The New Phone
I noted on Twitter the other day that I had upgraded my phone from my Droid X to a Galaxy Nexus, which precipitated a rash of queries about the phone and what I thought of it (and also of Ice Cream Sandwich, the latest iteration of the Android OS). Because I cannot refuse you all anything, here are some brief thoughts.
Generally, I like it quite a bit. In a general sense, it’s a substantially more capable phone than the Droid X, which was in itself not a slacker. The screen is slightly larger (it’s a 4.6-inch screen with 720 x 1280 resolution), which means the phone itself is a bit wider (although thinner) than the X. I think this size phone is about as large as I want to carry around; I can use it one-handed but it’s a close thing. The screen is bright and gorgeous; its dpi is not quite that of the iphone (316 vs 326), but it’s close enough that you’d have to be a super nerd to complain. The screen was ultimately the deciding factor for me on the phone; it came down to it and the Motorola Razr Maxx. The Maxx has a significantly larger battery, which is not a trivial consideration, but the screen was jaggy.

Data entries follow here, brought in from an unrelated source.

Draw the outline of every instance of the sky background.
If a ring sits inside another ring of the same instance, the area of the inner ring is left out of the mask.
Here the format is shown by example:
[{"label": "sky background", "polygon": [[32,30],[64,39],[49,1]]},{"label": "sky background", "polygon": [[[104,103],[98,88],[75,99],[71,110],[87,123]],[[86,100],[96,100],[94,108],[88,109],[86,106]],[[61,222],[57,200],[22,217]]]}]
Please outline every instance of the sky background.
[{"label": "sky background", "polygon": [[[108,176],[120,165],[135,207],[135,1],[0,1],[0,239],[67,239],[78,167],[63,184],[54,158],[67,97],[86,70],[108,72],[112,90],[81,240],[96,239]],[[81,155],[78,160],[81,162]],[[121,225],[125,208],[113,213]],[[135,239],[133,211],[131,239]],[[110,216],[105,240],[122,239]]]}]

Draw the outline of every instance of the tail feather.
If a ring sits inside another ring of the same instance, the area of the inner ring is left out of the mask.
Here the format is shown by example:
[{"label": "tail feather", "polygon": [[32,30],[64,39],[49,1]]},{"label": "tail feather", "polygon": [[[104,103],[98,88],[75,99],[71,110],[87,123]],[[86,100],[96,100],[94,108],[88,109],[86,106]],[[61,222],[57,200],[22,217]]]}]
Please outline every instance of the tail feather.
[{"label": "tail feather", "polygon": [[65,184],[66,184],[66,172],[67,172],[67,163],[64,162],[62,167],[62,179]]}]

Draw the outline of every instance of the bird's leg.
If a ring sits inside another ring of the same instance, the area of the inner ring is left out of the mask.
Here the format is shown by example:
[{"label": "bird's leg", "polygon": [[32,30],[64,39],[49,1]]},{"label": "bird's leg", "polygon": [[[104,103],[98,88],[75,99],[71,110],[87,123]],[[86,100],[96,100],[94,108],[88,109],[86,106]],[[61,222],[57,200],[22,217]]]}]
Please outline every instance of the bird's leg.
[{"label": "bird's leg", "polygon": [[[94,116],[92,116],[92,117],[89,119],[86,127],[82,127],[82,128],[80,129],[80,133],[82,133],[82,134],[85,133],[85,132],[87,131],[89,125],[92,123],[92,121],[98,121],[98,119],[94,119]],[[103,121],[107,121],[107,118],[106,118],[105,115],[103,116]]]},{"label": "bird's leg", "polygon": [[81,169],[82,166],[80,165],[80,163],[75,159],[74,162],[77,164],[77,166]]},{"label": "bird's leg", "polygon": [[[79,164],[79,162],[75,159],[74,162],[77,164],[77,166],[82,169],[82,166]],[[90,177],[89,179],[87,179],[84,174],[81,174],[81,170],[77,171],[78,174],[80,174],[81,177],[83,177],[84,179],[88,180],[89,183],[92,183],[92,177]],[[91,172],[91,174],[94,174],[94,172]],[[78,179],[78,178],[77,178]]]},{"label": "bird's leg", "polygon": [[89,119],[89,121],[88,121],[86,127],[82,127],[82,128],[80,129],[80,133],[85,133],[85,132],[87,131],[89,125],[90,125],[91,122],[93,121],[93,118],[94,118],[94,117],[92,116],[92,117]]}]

The Ice Cream Sandwich version of Android is in fact much better than previous versions; it looks prettier, seems more capable and makes it easier to deal with the phone and its various apps. I particularly like the dedicated button that shows you all the programs that are open at any one time; it’s substantially easier to multitask now, and also easier to find which things are sucking your battery dry and kill them as a process. It also kicks ass in camera management; unlike every other camera phone I’ve used, which featured an at least two second lag from when you pressed the button to when the thing took the actual picture, ICS has almost no lag at all. It’s a little thing, but it’s a little awesome thing.
So those are a couple of things I like. Some of the things I’m not 100% happy about: The camera, although faster, isn’t as good as the one I had on my Droid X, either in resolution (is 5mp vs 8mp for the X) or in general quality of picture. The resolution would not be an issue if the general picture quality were better, since from a practical point of view most of the pictures I take with the phone end up being viewed on my site in 500 x 333 anyway. But the picture quality does matter. Second, I’m not in love with how quickly the battery drains; if you have location services and syncing on, you’ll chew through your battery amazingly fast. I’ve invested in one of these — I was planning to get one anyway because I travel with a ridiculous number of electronic devices these days but watching the Nexus slurp down its battery got me to pull the trigger.
(The other small, annoying thing which is not the fault of the phone is that it’s 4G capable but Verizon hasn’t installed its LTE service out where I am yet (it’s supposed to arrive in May). Stupid 3G. The good news for me at least is that I have a grandfathered in unlimited data plan, so when 4G arrives I’ll get to see how much they’ll actually let me blast through the pipe before the throttle me back. That’s some nerd fun right there, son.)
But overall I’m happy with my purchase and figure that this will get me through the next couple of years just fine, by which time I’m sure phone will have gained intelligence and launched our own nuclear missiles at us. Whatever, man. As long as I can read the Internet on the phone until the very last second, I’m good.